Auch nach der Geburt eines Kindes sind die reproduktiven Rechte Schwarzer Frauen durch die Gewalt des Staates bedroht. Junge Schwarze Männer werden immer früher ermordet oder inhaftiert, und auch das ist eine Frage der reproduktiven Gerechtigkeit: Sie haben ein Recht, Kinder zu haben und sie aufwachsen zu sehen und zu begleiten. Genauso ist Mutterschaft ein Recht, das alle Frauen frei wählen können sollten.

Um reproduktive Rechte zu gewährleisten, reicht es nicht, Zugang zu reproduktiven Gesundheitsdiensten zu haben. Es setzt auch weitergehende Rechte wie Arbeitsmöglichkeiten, sanitäre Grundversorgung, Bildung, Wohnraum und Bleiberecht voraus. Wenn reproduktive Rechte in vollem Umfang verwirklicht werden sollen, muss die Auseinandersetzung mit dem patriarchalen Rassismus ein Schwerpunktthema der Kämpfe und Forderungen der feministischen, der Frauen- und der Schwarzen Bewegung sein. Zudem müssen sie ein Grundsatz der öffentlichen Politik werden.

Bei der reproduktiven Gerechtigkeit geht es darum, wie sich soziale, strukturelle und situative Phänomene auf die Lebensbedingungen, den sexuellen und reproduktiven Lebensweg, die Entscheidungsfindung, die Autonomie und die Selbstbestimmung auswirken. Wie die Vereinigung Asian Communities for Reproductive Justice sagt: „Reproduktive Gerechtigkeit ist wichtig, weil sie die Wahrheit über unsere Körper, unser Leben, unsere Familien und unsere Welt sagt.“

Die Bewegung der Schwarzen Frauen fordert, anknüpfend an die Erklärung von Itapecerica da Serra, das volle Recht auf Leben und Glück nicht nur als Individuen, sondern als Schicksalsgefährtinnen.

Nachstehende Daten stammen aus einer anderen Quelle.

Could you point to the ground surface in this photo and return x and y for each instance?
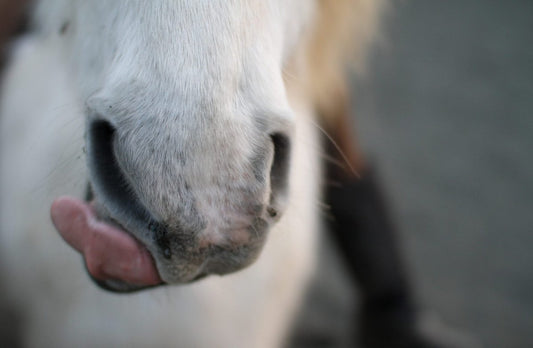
(447, 113)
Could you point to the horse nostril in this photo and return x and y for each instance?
(109, 183)
(280, 170)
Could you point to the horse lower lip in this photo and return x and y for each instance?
(109, 252)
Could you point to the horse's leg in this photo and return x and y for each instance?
(361, 225)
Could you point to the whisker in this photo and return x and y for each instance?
(337, 147)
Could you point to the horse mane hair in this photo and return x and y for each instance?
(338, 43)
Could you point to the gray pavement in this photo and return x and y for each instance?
(446, 113)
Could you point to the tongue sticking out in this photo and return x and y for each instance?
(109, 252)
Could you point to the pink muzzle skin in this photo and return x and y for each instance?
(109, 252)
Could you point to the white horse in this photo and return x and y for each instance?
(194, 124)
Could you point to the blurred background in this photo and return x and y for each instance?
(446, 114)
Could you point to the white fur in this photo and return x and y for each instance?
(52, 83)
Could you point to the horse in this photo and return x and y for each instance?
(192, 128)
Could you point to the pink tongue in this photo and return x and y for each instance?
(109, 252)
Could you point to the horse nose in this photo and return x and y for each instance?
(108, 179)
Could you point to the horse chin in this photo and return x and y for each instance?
(118, 261)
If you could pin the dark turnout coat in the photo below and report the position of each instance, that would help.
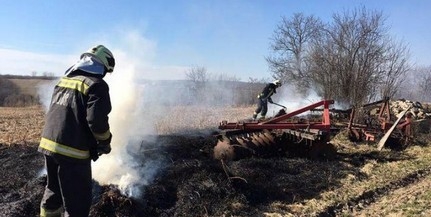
(77, 117)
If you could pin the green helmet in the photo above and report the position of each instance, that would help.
(104, 55)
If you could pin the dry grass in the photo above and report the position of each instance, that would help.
(364, 168)
(192, 119)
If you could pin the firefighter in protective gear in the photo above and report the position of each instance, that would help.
(265, 97)
(76, 130)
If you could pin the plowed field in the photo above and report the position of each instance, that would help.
(360, 181)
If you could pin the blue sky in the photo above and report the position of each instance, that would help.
(162, 39)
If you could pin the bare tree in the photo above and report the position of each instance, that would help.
(290, 43)
(352, 59)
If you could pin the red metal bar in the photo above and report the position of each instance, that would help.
(255, 126)
(325, 103)
(275, 123)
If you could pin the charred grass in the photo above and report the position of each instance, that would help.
(360, 181)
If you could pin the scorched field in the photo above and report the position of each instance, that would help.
(360, 181)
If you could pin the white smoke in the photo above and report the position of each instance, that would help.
(288, 96)
(129, 122)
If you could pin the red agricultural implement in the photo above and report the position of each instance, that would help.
(309, 135)
(384, 126)
(291, 133)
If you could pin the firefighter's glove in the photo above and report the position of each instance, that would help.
(104, 146)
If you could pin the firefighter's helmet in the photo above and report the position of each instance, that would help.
(104, 55)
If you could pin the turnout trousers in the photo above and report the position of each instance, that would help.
(68, 188)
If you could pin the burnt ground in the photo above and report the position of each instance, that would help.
(193, 183)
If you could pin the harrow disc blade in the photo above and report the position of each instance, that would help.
(224, 150)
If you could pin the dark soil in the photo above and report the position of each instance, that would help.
(192, 183)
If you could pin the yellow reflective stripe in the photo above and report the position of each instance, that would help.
(73, 84)
(50, 213)
(102, 136)
(63, 150)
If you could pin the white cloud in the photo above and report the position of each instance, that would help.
(24, 63)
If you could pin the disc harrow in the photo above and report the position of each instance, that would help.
(284, 134)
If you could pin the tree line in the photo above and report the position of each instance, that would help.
(352, 59)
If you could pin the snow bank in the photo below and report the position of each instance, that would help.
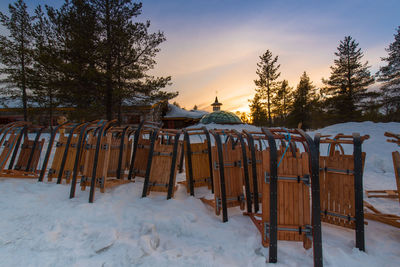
(41, 226)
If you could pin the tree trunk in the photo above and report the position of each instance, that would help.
(269, 105)
(23, 82)
(109, 87)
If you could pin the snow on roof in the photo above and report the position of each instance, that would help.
(177, 112)
(140, 100)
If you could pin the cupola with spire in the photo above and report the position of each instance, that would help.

Wir stehen hier zusammen in unseren Forderungen und Rechten, und wir wissen, dass wir, um all dies zu erreichen, Gerechtigkeit brauchen: soziale, antirassistische und reproduktive Gerechtigkeit. Solange wir nicht alle frei sind, wird niemand von uns in der Lage sein, sexuelle und reproduktive Autonomie zu leben. Denn wir cis und trans Frauen und Menschen, die gebären, sind kollektive „Körper“.

  • 1. Rassifiziert, von portugiesisch racializada: wenn Menschen aufgrund bestimmter Merkmale einer anderen Gruppe zugeordnet und damit abgewertet werden. Das können zum Beispiel körperliche Merkmale (Hautfarbe, Körpergröße), soziologische (Kleidung, Bräuche) oder geografische (Herkunft, Wohnort) sein.
  • 2. Müttersterblichkeit: laut WHO der Tod einer Frau während der Schwangerschaft oder bis 42 Tage nach Schwangerschaftsende, unabhängig von der Dauer der Schwangerschaft und den Maßnahmen, die in Bezug auf sie getroffen wurden.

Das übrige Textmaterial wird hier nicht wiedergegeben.